An indication of the economy's faster growth came yesterday when the Commerce Department reported that the third quarter gross national product (GNP) - the total sum of goods and services - grew 2.6 percent, a revision upwards from the 2.2 percent reported last month.
If the drought's impact were removed from the statistics, the economy would have grown at a 3.2 percent annual rate - the same as the first six months of the year.
A price index linked to the GNP showed inflation ticking up faster than expected as well. It rose at an annual rate of 4.7 percent, up from the prior estimate of 4.4 percent.
To some economists this is enough evidence to justify further tightening by the Fed. However, Gramley believes the Fed will probably wait until after the government reports the unemployment statistics on Friday. If new job creation continues in the 300,000 range, the Fed will likely raise the discount rate from 6 percent to 7 percent.
It is also likely that the Fed will be keeping a wary eye on the price of crude oil. This past Sunday, the member nations of the Organization of Petroleum Exporting Countries agreed to curtail production in an effort to halt the falling oil price. The drop-off of oil prices had helped to moderate other price hikes.
However, there is considerable skepticism over whether OPEC will be able to rein in its members who have ignored such agreements in the past.

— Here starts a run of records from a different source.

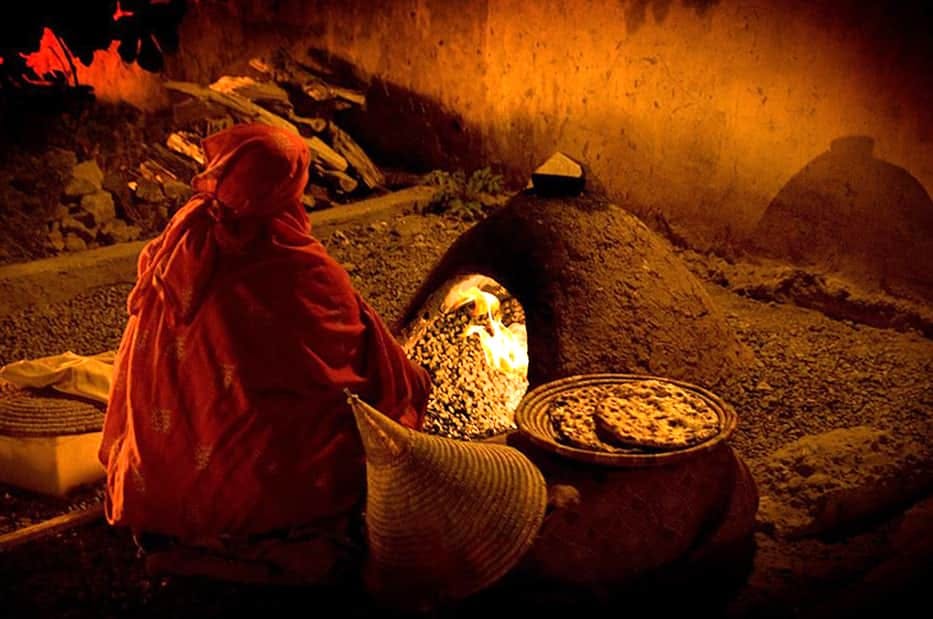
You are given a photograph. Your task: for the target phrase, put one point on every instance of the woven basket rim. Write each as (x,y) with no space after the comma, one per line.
(533,422)
(27,412)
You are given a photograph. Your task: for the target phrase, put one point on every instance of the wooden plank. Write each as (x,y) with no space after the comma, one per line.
(341,181)
(250,111)
(356,156)
(185,145)
(50,527)
(392,204)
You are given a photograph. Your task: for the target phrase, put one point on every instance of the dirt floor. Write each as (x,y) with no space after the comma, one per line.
(813,375)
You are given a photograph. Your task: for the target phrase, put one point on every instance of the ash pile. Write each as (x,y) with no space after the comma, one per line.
(475,392)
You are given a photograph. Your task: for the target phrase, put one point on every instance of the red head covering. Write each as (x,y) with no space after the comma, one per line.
(227,412)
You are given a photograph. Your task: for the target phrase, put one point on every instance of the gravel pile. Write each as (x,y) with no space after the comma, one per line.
(470,399)
(86,324)
(815,374)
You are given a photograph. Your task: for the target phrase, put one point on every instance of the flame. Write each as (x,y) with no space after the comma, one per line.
(505,348)
(111,78)
(119,13)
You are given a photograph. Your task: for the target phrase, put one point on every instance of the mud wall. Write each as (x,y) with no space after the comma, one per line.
(699,110)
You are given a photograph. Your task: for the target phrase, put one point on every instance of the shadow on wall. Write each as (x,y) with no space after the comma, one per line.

``They prop up the price and then the price softens again,'' notes Robert Dederick, chief economist at Northern Trust Company in Chicago.
If OPEC can cut back on oil production, it is widely expected the price of gasoline will go up by about a nickel a gallon in mid-to-late January.

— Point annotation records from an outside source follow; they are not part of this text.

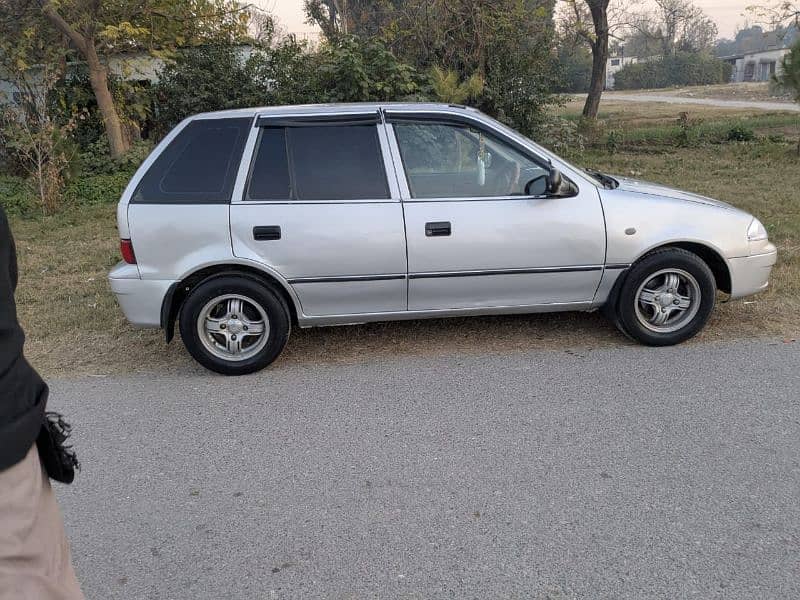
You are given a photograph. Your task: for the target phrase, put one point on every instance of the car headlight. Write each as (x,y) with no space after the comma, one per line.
(756,232)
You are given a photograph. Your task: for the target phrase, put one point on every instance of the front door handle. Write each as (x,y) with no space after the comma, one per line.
(437,228)
(264,233)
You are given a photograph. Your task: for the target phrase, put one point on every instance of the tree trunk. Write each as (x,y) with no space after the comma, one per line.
(98,76)
(599,57)
(598,81)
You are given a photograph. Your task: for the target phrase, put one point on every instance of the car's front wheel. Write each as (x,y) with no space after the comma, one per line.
(234,325)
(666,298)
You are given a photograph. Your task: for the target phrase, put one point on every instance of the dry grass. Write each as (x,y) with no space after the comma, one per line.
(75,327)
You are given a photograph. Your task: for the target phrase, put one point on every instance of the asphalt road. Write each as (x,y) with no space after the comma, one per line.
(757,104)
(609,473)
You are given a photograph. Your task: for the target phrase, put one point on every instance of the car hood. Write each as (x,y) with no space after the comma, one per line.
(653,189)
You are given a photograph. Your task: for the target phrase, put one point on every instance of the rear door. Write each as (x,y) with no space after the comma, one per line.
(321,210)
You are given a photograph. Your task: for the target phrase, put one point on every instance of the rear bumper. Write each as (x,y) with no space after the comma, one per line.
(140,299)
(750,274)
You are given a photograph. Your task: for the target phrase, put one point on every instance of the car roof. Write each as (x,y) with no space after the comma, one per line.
(312,109)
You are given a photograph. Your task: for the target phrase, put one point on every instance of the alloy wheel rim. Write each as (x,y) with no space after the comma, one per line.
(667,300)
(233,327)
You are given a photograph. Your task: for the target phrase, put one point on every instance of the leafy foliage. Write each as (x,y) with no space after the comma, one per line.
(675,70)
(208,78)
(72,96)
(353,70)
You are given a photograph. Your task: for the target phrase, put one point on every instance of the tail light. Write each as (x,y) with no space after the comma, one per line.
(126,248)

Even without the Fed using its screwdriver to fine tune the economy, interest rates are rising.
On Monday, most major banks raised their prime interest rate - the rate at which they lend to their best customers - to 10.5 percent. This increase reflected a sharp rise in the cost of short-term borrowing.
Noting that the Fed could have prevented this hike, economist Brian Fabbri of Thomson McKinnon Securities says it shows a ``wily Fed that is saying maybe interest rates ought to go up as a disciplining force on the new administration.''
George Bush, in fact, is likely to hear a similar drum beat today when Paul Volcker, the former chairman of the Fed, is scheduled to testify before the National Economic Commission, the bipartisan group that is supposed to recommend to the President ways to reduce the budget deficit. Mr. Volcker is a well-known advocate of cutting spending.
Policymakers are also sure to be watching holiday sales. Early reports indicate that consumers are not digging deeply into their wallets this season. Many stores are advertising early sales in an effort to get consumers to buy. And the latest GNP numbers indicate inventories rose from the second quarter. This could put pressure on retailers to lower prices even further.
If consumer spending tails off, this might help take some heat off the Fed, says Robert Brusca, chief economist, at Nikko Securities Company International. ``What the economy needs is weaker demand and higher output,'' he says. The higher output is necessary to help produce goods for export to help eliminate the US trade deficit. ``We do have a dilemma. It is tough to fine tune the economy,'' he says.
Concerned that the trade deficit is not improving fast enough, some investors have been selling dollars, putting the greenback under pressure on foreign currency markets in recent weeks.
To help ease this situation, Mr. Fabbri believes the major industrial countries, known at the G-7, will soon convene a special meeting to lower the official range of the dollar against the yen and the mark.
This action would help the Federal Reserve Board and other central banks since they have agreed to purchase all the dollars sold by the investors.
It might also relieve the Fed of the need to raise interest rates to defend the dollar in January. And it would give the Bush administration more time to show what it intends to do to close the budget gap.